3.2.2 Synthetic Anomalies

  OE with a natural image dataset like ImageNet is not informative for MVTec-AD since anomalies here are subtle defects of the nominal class, rather than being out of class. For this reason, synthetic anomalies is generated using a sort of “confetti noise,” a simple noise model that inserts colored blobs into images and reflects the local nature of anomalies.

Confetti noise.

3.2.3 Semi-Supervised FCDD

  A major advantage of FCDD in comparison to reconstruction-based methods is that it can be readily used in a semi-supervised AD setting. To see the effect of having even only a few labeled anomalies and their corresponding ground-truth anomaly maps available for training, each MVTec-AD class is picked for just one true anomalous sample per defect type at random and add it to the training set. This results in only 3–8 anomalous training samples.

 

Pixel-wise objective function:

$$ \min_{\mathcal{W}} \frac{1}{n}\sum^{n}_{i=1}(\frac{1}{m}\sum^{m}_{j=1}(1-Y_j)A'(X_{i})_j) - \log(1-\exp(-\frac{1}{m}\sum^{m}_{j=1}A'(X_{i})_{j})) $$

 

  Let \(X_1, \ldots , X_n\) again denote a batch of inputs with corresponding ground-truth heatmaps \(Y_1, \ldots , Y_n\), each having \(m = h \cdot w \)number of pixels. Let A(X) also again denote the corresponding output anomaly heatmap of \(X\).

 

 

3.2.4 Qualitative Results.

  FCDD outperforms its competitors in the unsupervised setting and sets a new state of the art of 0.92 pixel-wise mean AUC. In the semi-supervised setting—using only one anomalous sample with corresponding anomaly map per defect class— the explanation performance improves further to 0.96 pixel-wise mean AUC. FCDD also has the most consistent performance across classes.

Pixel-wise mean AUC scores for all classes of the MVTec-AD dataset.

 

3.2.5 The Clever Hans Effect

  The “Clever Hans” effect means that memory of the horse Hans, who could correctly answer math problems by reading its master. Roughly one fifth of all horse images in PASCAL VOC (Everingham et al., 2010) contain a watermark in the lower left corner. Lapuschkin et al. (2016; 2019) showed that a classifier recognizes this as the relevant class pattern and fails if the watermark is removed. This experiment is adapted to one-class classification by swapping our standard setup and train FCDD so that the “horse” class is anomalous and use ImageNet as nominal samples. 

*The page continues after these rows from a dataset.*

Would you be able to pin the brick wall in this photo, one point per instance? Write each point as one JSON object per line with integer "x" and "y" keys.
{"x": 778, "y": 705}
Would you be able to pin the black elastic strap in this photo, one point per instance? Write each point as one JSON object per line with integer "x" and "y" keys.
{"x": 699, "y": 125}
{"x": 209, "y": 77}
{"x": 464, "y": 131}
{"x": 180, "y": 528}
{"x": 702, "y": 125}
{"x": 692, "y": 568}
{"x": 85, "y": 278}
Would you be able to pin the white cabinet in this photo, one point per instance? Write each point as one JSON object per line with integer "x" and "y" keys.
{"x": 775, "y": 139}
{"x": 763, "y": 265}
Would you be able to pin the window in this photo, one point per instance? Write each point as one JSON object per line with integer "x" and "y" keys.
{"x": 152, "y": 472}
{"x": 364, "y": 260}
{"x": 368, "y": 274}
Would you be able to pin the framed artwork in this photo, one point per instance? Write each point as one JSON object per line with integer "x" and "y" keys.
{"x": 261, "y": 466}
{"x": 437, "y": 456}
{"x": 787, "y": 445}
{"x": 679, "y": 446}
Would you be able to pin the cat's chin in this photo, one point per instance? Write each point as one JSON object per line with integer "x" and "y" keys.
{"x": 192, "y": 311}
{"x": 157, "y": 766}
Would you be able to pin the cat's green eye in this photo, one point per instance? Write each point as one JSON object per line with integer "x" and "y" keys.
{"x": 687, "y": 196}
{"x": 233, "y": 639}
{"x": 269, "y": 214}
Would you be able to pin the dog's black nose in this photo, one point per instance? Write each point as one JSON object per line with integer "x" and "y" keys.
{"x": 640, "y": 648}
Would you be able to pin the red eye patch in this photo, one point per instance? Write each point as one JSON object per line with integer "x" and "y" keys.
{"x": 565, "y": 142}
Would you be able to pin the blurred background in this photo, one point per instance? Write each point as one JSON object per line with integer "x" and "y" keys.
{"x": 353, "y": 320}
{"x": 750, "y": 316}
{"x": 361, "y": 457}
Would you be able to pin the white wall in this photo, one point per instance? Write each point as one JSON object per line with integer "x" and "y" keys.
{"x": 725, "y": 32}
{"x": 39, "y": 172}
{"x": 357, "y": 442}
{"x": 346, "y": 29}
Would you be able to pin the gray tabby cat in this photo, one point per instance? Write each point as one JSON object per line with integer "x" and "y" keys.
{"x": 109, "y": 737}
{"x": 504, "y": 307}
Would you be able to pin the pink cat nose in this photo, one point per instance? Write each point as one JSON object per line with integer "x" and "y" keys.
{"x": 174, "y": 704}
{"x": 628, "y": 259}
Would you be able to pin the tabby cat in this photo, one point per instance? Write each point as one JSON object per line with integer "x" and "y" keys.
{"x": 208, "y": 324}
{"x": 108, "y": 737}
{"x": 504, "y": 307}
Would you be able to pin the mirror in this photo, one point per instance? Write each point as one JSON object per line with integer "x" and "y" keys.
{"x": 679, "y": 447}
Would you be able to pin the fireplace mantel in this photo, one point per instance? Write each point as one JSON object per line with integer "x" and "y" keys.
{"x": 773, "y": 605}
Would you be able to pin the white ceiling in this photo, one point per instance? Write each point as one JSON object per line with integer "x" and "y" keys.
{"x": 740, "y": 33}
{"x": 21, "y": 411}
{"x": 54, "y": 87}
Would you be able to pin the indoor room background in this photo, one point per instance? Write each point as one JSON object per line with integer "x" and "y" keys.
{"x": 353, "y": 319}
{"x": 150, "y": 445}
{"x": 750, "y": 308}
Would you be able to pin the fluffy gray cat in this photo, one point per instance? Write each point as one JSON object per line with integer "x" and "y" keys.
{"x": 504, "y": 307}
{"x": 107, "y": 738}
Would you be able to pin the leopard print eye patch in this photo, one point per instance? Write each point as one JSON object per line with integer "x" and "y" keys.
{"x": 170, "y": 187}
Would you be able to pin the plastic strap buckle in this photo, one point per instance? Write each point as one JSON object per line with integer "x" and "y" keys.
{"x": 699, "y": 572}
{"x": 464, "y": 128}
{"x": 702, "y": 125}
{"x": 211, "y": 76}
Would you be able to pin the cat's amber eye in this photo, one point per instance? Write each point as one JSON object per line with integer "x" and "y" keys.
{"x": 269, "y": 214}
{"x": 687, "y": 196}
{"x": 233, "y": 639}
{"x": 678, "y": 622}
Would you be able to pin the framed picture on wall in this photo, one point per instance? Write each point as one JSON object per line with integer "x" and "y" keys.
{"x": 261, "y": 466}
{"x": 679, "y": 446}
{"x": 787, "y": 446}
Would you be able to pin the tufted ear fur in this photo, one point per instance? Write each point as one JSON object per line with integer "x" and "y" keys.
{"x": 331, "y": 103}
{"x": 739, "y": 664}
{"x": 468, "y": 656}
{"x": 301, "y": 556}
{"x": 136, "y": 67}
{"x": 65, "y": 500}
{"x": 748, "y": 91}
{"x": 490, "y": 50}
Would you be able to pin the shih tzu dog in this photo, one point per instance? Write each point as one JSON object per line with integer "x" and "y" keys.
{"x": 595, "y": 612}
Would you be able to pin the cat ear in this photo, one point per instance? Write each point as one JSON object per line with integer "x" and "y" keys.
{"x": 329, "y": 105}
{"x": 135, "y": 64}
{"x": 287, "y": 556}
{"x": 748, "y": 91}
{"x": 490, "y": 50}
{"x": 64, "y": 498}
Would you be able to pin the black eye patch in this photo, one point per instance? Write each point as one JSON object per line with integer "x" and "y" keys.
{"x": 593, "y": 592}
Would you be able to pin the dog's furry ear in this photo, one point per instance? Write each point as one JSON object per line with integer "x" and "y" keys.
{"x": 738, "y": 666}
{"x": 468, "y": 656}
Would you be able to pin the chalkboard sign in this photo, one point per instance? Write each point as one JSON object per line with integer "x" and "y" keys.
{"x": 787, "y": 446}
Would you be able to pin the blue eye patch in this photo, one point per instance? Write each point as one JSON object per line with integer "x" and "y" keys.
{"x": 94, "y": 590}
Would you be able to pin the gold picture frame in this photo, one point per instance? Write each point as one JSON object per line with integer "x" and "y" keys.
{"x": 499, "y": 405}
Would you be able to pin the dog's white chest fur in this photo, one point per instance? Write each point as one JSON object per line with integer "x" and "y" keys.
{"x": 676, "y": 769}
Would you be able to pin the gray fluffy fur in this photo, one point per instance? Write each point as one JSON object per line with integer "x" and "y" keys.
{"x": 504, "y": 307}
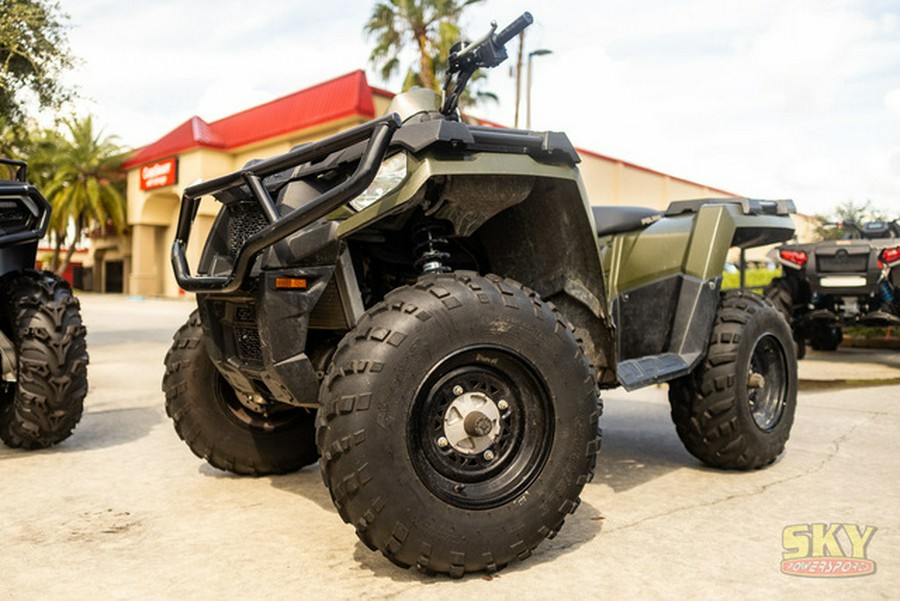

Heatmaps for horses on PASCAL VOC.

  Center block shows that a one-class model is indeed also vulnerable to learning a characterization based on spurious features: the watermarks in the lower left corner which have high scores whereas other regions have low scores. The model yields high scores for bars, grids, and fences in left block. This is due to many images in the dataset containing horses jumping over bars or being in fenced areas. In both cases, the horse features themselves do not attain the highest scores because the model has no way of knowing that the spurious features, while providing good discriminative power at training time, would not be desirable upon deployment/test time. In contrast to traditional black-box models, however, transparent detectors like FCDD enable a practitioner to recognize and remedy (e.g. by cleaning or extending the training data) such behavior or other undesirable phenomena (e.g. to avoid unfair social bias).

 

 

4. Conclusion

FCDD performs well and is adaptable to both semantic detection tasks and more subtle defect detection tasks. Finally, directly tying an explanation to the anomaly score should make FCDD less vulnerable to attacks (Anders et al., 2020) in contrast to a posteriori explanation methods.